タイの花木走獣・新春寄稿

オリッサの海辺で


 扉をたたく音で飛び起きたら、モーニング・ティーの盆を肩にのせたボーイでした。ここはインド・オリッサ州の海辺の町プーリー。インド南西鉄道直営のレイルウェイ・ホテルです。

 昨夜、私達を送って来た運転手が「本当にここを指定なさったのですか」と、訝しげな顔で言いましたっけ。旅行者のヴァウチャーを見れば、カルカッタはグランド・オベロイ、ブヴァネシュワールでもオベロイに連泊していた私達が、プーリーでここに泊まるのは不可解なのかも知れません。たしかに、今はさびれて、よほどの変人か、通か、お金のない人しか泊まらないらしいけれど、このレイルウェイ・ホテルはかつてはインド東海岸の指折り名門ホテルでした。

 プーリーは、ヴィシュヌ神の生まれ変わり、ジャガナッタ神の門前町として古くから巡礼で賑わう地でした。

 インドが大英帝国の一部となった後、一八七七年にカルカッタのハオラ駅からベンガル・ナグプール・レイルウェイ(BNR)が敷かれました。これが、今の南西鉄道の前身です。この鉄道に乗ってプーリーまで来た英国人サヒーブやメムサーブ達はレイルウェイ・ホテルのヴェランダで海に向かって涼をとり、その背後のジャガナッタ寺院では、サーバント達が地元のマハラジャの司る儀式に心を奪われていたのです。

 白磁のカップに入ったモーニング・ティーは薄味です。でも、ティー・バッグではないらしい渋味が嬉しい。インドのお茶はまづくなりましたからね。高い天井には天井扇がついていますが、九度か十度かという寒さでは、とてもまわす気にはなれません。こんなに寒くても、蚊たちは健在で、ベッドの上の白蚊帳に張りついていますが。

 ストイックな環境ですが、それでもなんとなく気が落ち着くのは、かつて住んだデリー女学校の寄宿舎に通じるものがあるからでしょうか。

 ヴェランダに出ると、M教授御夫妻が海岸に向かって歩いていらっしゃるところでした。お二人の行く手左の空が赤々と映えています。建物に隠れてよく見えませんが、海の向こうに太陽が昇ろうとしているのでしょう。

 声をかけようとして、思いとどまりました。年越しのメコンの旅から数日間、旅を共にしてきたお二人は、今日も颯爽たる後姿で足早に私の視界から遠ざかりました。

 「地引き網を見てきましたよ」

 半刻ほどで戻られたお二人のおみやげは、浜辺で摘んだ花。その名は知りませんが、ヴェランダの卓上に置いて、早朝の光で写生しました。芝桜のような小花にとげとげの種子袋が大きく伸びたつる草でした。

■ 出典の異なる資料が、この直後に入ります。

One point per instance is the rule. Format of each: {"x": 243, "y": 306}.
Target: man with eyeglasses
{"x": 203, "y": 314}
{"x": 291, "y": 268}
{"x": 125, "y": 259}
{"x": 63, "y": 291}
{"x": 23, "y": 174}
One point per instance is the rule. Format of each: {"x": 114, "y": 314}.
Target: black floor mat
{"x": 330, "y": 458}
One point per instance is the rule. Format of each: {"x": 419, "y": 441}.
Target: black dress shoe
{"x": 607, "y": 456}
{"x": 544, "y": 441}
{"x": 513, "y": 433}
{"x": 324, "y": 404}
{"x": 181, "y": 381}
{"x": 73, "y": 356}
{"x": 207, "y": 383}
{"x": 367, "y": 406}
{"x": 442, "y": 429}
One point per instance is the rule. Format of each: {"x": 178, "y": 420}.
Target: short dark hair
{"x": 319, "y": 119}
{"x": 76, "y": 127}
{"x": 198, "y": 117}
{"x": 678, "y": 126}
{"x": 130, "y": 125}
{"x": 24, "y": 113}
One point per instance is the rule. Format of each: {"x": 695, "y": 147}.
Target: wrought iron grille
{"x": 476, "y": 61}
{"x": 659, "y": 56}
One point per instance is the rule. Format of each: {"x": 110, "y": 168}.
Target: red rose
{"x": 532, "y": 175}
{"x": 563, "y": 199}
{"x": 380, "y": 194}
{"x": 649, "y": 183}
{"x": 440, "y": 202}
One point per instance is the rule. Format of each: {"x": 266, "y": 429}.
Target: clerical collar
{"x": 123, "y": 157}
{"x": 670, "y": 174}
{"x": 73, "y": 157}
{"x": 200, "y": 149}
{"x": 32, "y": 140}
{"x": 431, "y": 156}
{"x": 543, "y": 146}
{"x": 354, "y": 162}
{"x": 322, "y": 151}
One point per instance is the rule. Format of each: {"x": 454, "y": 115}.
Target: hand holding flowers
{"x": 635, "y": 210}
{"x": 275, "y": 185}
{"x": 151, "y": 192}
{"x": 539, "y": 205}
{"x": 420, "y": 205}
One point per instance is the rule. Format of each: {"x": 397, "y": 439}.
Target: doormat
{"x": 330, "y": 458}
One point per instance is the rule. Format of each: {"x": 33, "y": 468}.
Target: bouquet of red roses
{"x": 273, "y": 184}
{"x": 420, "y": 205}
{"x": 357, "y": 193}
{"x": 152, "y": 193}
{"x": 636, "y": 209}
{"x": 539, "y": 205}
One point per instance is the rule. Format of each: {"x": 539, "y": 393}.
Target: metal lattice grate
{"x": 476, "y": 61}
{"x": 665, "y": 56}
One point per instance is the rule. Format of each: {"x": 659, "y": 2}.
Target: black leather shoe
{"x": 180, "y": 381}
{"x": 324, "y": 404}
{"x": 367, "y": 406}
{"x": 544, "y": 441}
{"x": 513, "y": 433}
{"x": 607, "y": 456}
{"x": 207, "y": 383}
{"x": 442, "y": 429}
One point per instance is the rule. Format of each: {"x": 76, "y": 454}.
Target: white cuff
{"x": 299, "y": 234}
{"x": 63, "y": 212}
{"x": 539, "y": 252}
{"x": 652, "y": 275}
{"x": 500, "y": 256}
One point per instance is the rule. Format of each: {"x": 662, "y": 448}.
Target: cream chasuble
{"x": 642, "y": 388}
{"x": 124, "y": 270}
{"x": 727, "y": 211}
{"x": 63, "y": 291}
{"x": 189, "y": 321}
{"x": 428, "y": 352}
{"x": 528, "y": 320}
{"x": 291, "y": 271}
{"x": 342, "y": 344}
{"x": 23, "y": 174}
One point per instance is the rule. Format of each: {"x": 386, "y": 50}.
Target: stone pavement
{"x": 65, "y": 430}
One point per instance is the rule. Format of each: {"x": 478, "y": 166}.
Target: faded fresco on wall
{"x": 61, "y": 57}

 朝食は八角に割った形の出窓の部屋。バンコクのヴィマンメーク宮殿と同時代、同趣向の作りです。ラーマ五世が鉄道建設の為に英国から借金をなさった事を思い出しました。

 メニューは、英国風ポリッジに、目玉焼き、トーストにお茶。簡単なものですが、出てきたバター入れの重厚な銀のいぶし銀の蓋をもしやと手に取ってみたら、ベンガル・ナグプール・レイルウェイと刻んでありました。古式のトースト立ても立派で、その丈に丁度に焼かれた正四角のパンも懐かしい固さでした。

 かつて国鉄の要職にあられたM教授御夫妻はレイルウェイ・ホテルの不便な一夜を楽しんだと言って下さいました。私は、自分の根を伸ばしたような気分です。昔の一念を忘れずに、今年も努力しよう。そんな素朴な思いを新たにさせてくれたプーリーの朝でした。